In 2009 I had the opportunity to work with the VP of Field Marketing at a leading security software company. Much of the project involved analyzing the “big data” collected by different systems that supported the marketing (Eloqua), sales (Oracle), and channel functions (Excel) and trying to “connect the dots” between the upstream marketing programs and actual business closed by sales downstream in the pipeline in order to understand the effectiveness of the marketing strategy.
The challenge of trying to piece together the big picture across data silos was more than familiar to me. The supply chain had already demonstrated the power of tearing down the walls between logistics, production, purchasing, and engineering silos. Industries like high tech continue to lead the way in further extending this “silo busting” philosophy further upstream into their supplier base via similar “design chain” principles.
So why not apply the principles of Operational Excellence to the demand chain?
What most people don’t realize is that many of the Operational Excellence concepts and principles proven on the supply side are also relevant on the demand side – as summarized in the table below:
The paper which resulted from this analysis (which you can download here) takes these concepts and puts them into the sales and marketing context. It makes the case for a demand chain approach that shifts the focus away from functional silos and towards improving the flow across the end-to-end process (a la “contact to contract.”) Just like how supply chain focused on increasing the velocity of material as it moves through different stages (raw material, work-in-process, finished goods), why not apply the same principles to different stages (leads, opportunities, closed) of the pipeline?
In other words, if leads were “virtual inventory”, how do we apply this thinking to create value? The following is an excerpt from the paper that uses the 5P framework to expand on the inventory concept:
- Process: Who ordered this inventory? Sales? Product Marketing? Channels? Why was it not consumed? Who is accountable for unused/obsolete inventory? Are there clearly defined quality control [acceptance] criteria from Sales? What happens to rejected inventory? Are they discarded or reworked? How/where are “reject reasons” captured? Can the surplus be offloaded to capacity in Channels?

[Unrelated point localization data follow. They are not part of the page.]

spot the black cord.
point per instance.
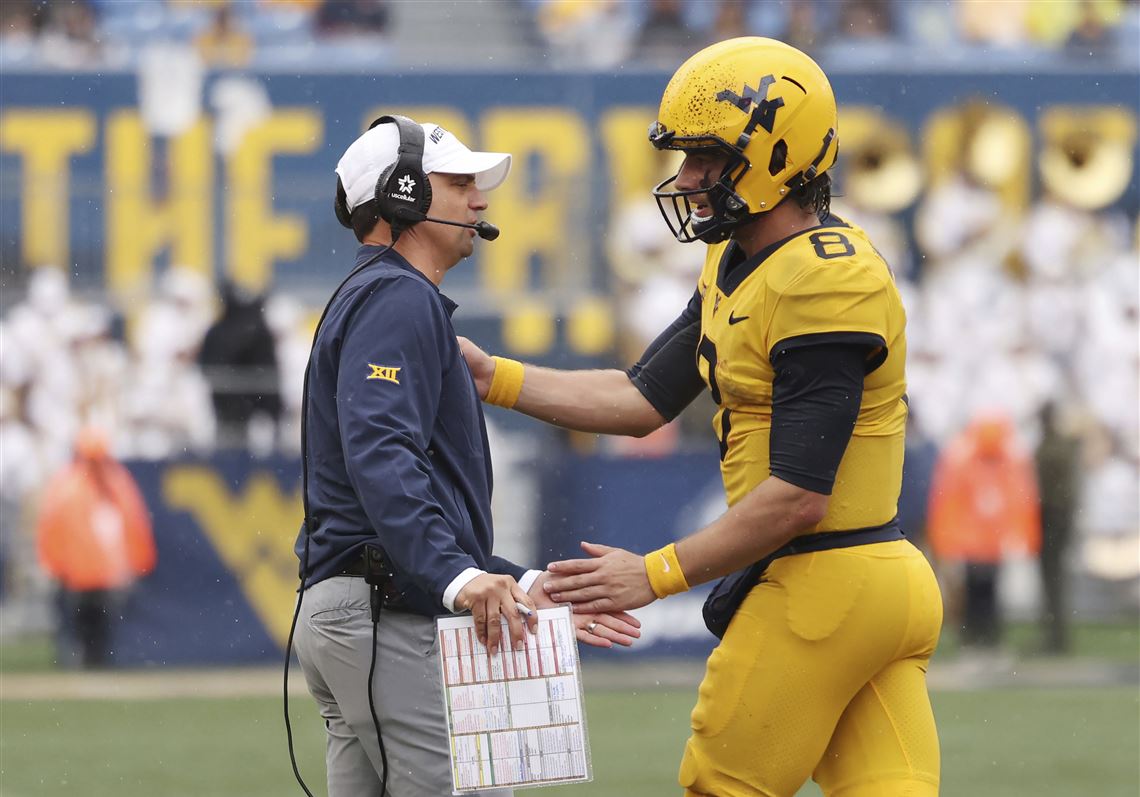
(308, 534)
(377, 602)
(288, 645)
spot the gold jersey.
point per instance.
(827, 281)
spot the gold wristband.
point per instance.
(664, 570)
(506, 383)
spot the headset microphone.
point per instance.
(483, 229)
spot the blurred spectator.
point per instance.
(351, 17)
(168, 408)
(866, 19)
(224, 42)
(94, 536)
(71, 38)
(238, 358)
(292, 331)
(665, 38)
(984, 507)
(586, 34)
(22, 474)
(731, 19)
(1057, 461)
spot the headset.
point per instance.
(402, 192)
(402, 198)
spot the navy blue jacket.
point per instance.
(397, 442)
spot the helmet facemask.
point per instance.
(729, 209)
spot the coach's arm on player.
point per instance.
(609, 401)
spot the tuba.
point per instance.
(1086, 154)
(881, 172)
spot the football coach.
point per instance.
(397, 471)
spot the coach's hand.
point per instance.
(601, 629)
(490, 596)
(613, 580)
(480, 363)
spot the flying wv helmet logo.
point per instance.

- Policy: If Marketing is measured on [New Leads] inventory, then who owns the rework inventory [Nurturing process]? How do you “age” this inventory before they are removed from the Demand Chain due to obsolescence? Are we “pushing” or “pulling” demand – in other words, what kind of business are we in?
- People: Who owns the resources [Telemarketing] to perform the rework? Marketing? Inside Sales? Is this capacity treated as a fixed cost? Does outsourcing this operation convert it to variable cost? Will outsourcing bring better inventory accountability?
- Platform (Technology): How does the CRM system designate accepted vs. rejected inventory? Does it enforce the chain of custody by forcing the creation of opportunities from the existing leads inventory (and prevent the duplication of leads)?
- Performance: What data is the system collecting to improve Lead Quality, Cost, and Time? Where and what are the constraints to the pipeline?
In the four years since this paper was written, I have watched marketing automation platforms mature to where technology is no longer the obstacle to embracing the demand chain concept. Rather, it is more a question of People and Policy – in other words, do we have the right leadership who can tear down the walls between Marketing, Channels, and Sales and align these silos? After all, if you think back 20 years ago, there was no concept of the supply chain, much less the existence of an executive position that had responsibility for the end-to-end process. So why not an executive in charge of the “demand chain”?
Seriously, why is the disconnect between sales and marketing still the #1 topic of discussion in the blogosphere? If we aren’t ready to challenge the traditional rules that reflect long-held assumptions and beliefs as opposed to being data-driven and committed to continuously improving processes, then maybe its time to let the engineers run sales and marketing?